I guess a video showing Ray Rice dragging his unconscious fiancé out of an elevator wasn’t enough to cost him his job.
No, we had to see him actually punching the woman in the face, and her collapsing like a paper doll.
It took that horrifying footage to get the Baltimore Ravens to give the guy the boot, and for the NFL to suspend him indefinitely.
If not for TMZ, Rice would still be making $10 million a year.
We know that images are powerful, especially as they ricochet across the web. But now we know they can shame leaders into doing what they should have done in the first place.
The NFL actually suspended Rice for a measly two games after the first video that showed him dragging Janay Palmer, now his wife, out of that Atlantic City elevator.
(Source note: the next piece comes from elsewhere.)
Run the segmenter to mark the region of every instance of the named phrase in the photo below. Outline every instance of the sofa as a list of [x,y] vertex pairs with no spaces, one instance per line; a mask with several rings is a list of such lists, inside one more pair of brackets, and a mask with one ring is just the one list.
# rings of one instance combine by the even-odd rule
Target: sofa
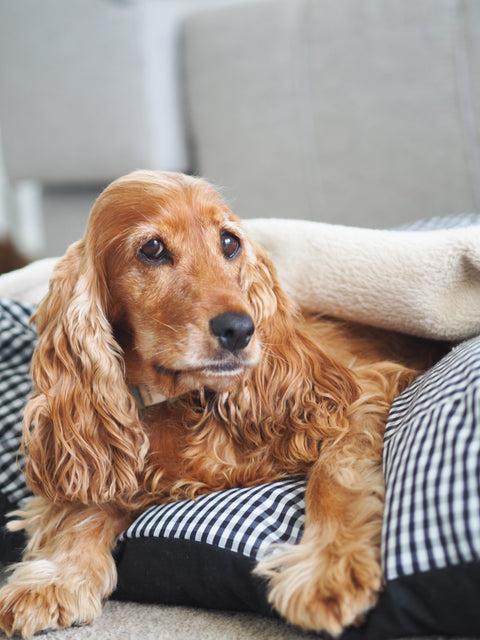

And the Ravens continued to employ him.
Some people should be hanging their heads in shame today.
First, a word about TMZ. I’ve said from the outset that the L.A. gossip site breaks important news, and the list has grown increasingly long. Harvey Levin’s operation exposed Mel Gibson’s anti-Semitic rant, Michael Richards’ racist rant, Michael Jackson’s death, and on and on.
I’ve been critical of TMZ for paying for information and video, as Levin has acknowledged that it sometimes does. We don’t know whether money changed hands for the Rice videos. But if that got this spouse abuser out of pro football, there’s an argument that it was worth it.
Now for Rice’s enablers. We knew what Rice had done. We saw the woman’s limp body. He had apologized. The team also trotted out Palmer at a news conference, where she apologized (for what? Somehow instigating her own beating?). Yet here’s what Ravens Coach John Harbaugh had to say earlier:
“I stand behind Ray. He’s a heck of a guy. He’s done everything right since. He makes a mistake, all right?”
Geez. A mistake? Failing to pick up the blitz on third and one is a mistake. Not knocking your girlfriend senseless.
Watching Harbaugh duck questions at a news conference last night, and uttering such inanities as “I’m excited about our offense,” was a new low in tone-deafness.
NFL Commissioner Roger Goodell had this to say earlier:
“You know, you have a lot of people voicing their opinions, but I think it’s important to understand that this is a young man who made a terrible mistake. [Rice's actions are] inconsistent with what we’re all about, and we’ve dealt with it in a serious manner, and we’re very confident that this young man understands where he is and what he needs to do going forward.”
In other words, domestic violence just isn’t that important to the National Football League, unless we see the assault on camera.
“It really makes one think that this decision is maybe about bad press and not, say, an actual concern with or effort to meaningfully address the NFL’s domestic violence problem,” says Salon. “Because if there was any real concern over, say, the NFL’s well-documented domestic violence problem, then probably all of these people would be fired too, no?”
Janay is now blaming the media in a posting on Instagram: "THIS IS OUR LIFE! What don't you all get. If your intentions were to hurt us, embarrass us, make us feel alone, take all happiness away, you've succeeded on so many levels."
I have enormous sympathy for Palmer, and if she wants to forgive her husband, that's her business. But the media are not her problem here, and the story is now so much bigger than this one couple. Pro sports leagues hold up these athletes as outstanding citizens, community leaders. They have to be held to a higher standard.
There is some dispute over whether NFL officials had seen the second, more explicit video, and they are insisting they didn’t. (But TMZ Sports was able to obtain it?) In the end, it really doesn’t matter.
Baltimore Sun media critic David Zurawik, a frequent “Media Buzz” guest, rips on the MSM:
“TMZ did the job the mainstream sports media failed to do in showing us the ugliness of this incident. And don't talk to me about paying for video. Everybody does it in one form or another today, from the networks to the cable channels to the biggest mainstream web outlets in the world…
“I wonder how all the local hosts on sports radio and newscasters on local TV affiliates who swallowed the Ravens shameless spin all summer and reproduced it as a way so as to not have Ravens management glaring at you when you came over to cover the team?”
Anyone who tried to rationalize what Ray Rice did was an enabler and should be sentenced to having to watch that gruesome video again and again.